From: Boris Zbarsky <bzbarsky@MIT.EDU>
Date: Fri, 14 Nov 2008 15:40:04 -0500
Message-ID: <491DE224.4070302@mit.edu>
To: Robert J Burns <rob@robburns.com>
CC: public-html@w3.org

Robert J Burns wrote:
> 1) a markup parsing and serialization specification  with thoroughly 
> specified error handling  that could apply as much to SGML (if DTD 
> support was added back into it) as it applies to HTML

So here's what I don't understand.  What do we mean by "parsing" in this 
context?  Typically a parser either constructs some data structure 
directly or provides a series of callbacks, right?

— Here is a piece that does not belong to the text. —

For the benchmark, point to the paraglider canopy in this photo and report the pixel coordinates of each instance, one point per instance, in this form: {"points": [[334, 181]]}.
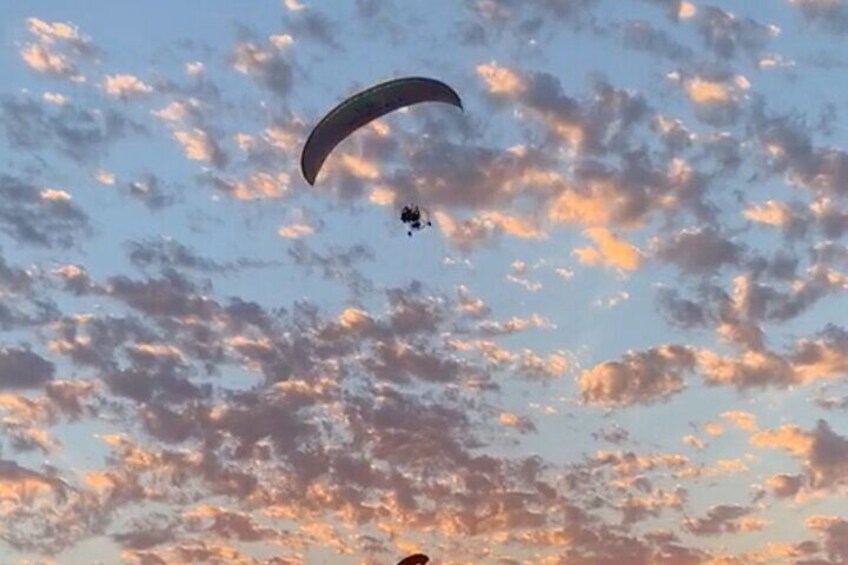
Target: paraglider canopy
{"points": [[416, 559], [364, 107]]}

So would this specification specify what the callbacks are for this markup:

   <div>
     <table>
       <tr>
         <span>text</span>
       <tr>
     <table>
   </div>

?  I would hope so.  If it does, how is that different from the existing 
parsing specification?  Note that if I replace that <span> by <td> I 
would expect different behavior from the parser, so the parsing 
specification needs to be aware of specific elements of the language and 
how they behave while parsing (heck, that's true for HTML4, what with 
implied tags in some cases, etc).

> 2) modified HTML language and DOM specification

Of course the parsing specification depends on the former...  It's 
possible to describe the parser in SAX-like terms without talking about 
a DOM, I guess.  I'm not sure the added complexity of description is 
necessarily warranted, though: the sequences of callbacks parsing HTML 
with error handling produces is more complex than SAX.

> 3) a web browser behavior specification (as Roy called it) including the 
> thorough specification of DOM method and attribute processing algorithms

Note that in practice parsing might need to depend on attribute values....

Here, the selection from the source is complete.